1.1 The statement
P vs NP: Is P = NP? Equivalently: can every problem whose solutions are quickly verifiable also be quickly solved? Equivalently (via Cook–Levin): does SAT have a polynomial-time algorithm?
Posed formally in 1971 (Cook; independently Levin), foreshadowed in a 1956 letter from Gödel to von Neumann ("how many steps does a proof-finding machine need?"). One of the seven Clay Millennium Prize Problems — $1,000,000 for a proof either way. The near-universal conjecture: P ≠ NP, because verifying feels fundamentally easier than finding — checking a completed Sudoku vs solving it, grading a proof vs discovering it. But feelings are not proofs, and after five decades there is none.
1.2 What we do and don't know
| Known | Open |
|---|---|
| P ⊆ NP ⊆ PSPACE ⊆ EXP | every single one of those inclusions being strict |
| P ≠ EXP (time hierarchy theorem) | so somewhere between P and EXP a strict gap exists — we can't say where! |
| PARITY ∉ AC⁰ (constant-depth circuits are weak) | any super-polynomial circuit lower bound for an NP problem |
| Ladner: if P ≠ NP, NP-intermediate problems exist (neither in P nor NP-complete) | whether factoring / graph isomorphism actually are intermediate |
Why is it so hard to prove?
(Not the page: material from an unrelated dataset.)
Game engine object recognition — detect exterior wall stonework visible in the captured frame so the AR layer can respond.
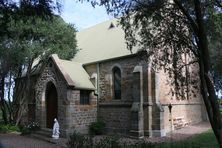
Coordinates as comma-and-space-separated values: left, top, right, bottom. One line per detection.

Known proof techniques are provably inadequate — three formal "barrier" theorems:
- Relativisation (Baker–Gill–Solovay 1975): there are oracles A, B with Pᴬ = NPᴬ and Pᴮ ≠ NPᴮ, so any proof that relativises (survives adding oracles — as diagonalisation does) cannot settle the question.
- Natural proofs (Razborov–Rudich 1994): the known style of circuit lower-bound argument would, if it worked against NP, break the very cryptography we believe in — self-defeating.
- Algebrisation (Aaronson–Wigderson 2008): the algebraic tricks that bypassed relativisation hit their own wall.
A correct resolution requires a genuinely new idea — that is the honest state of the art.
1.3 Consequences of P = NP (a constructive, fast equality)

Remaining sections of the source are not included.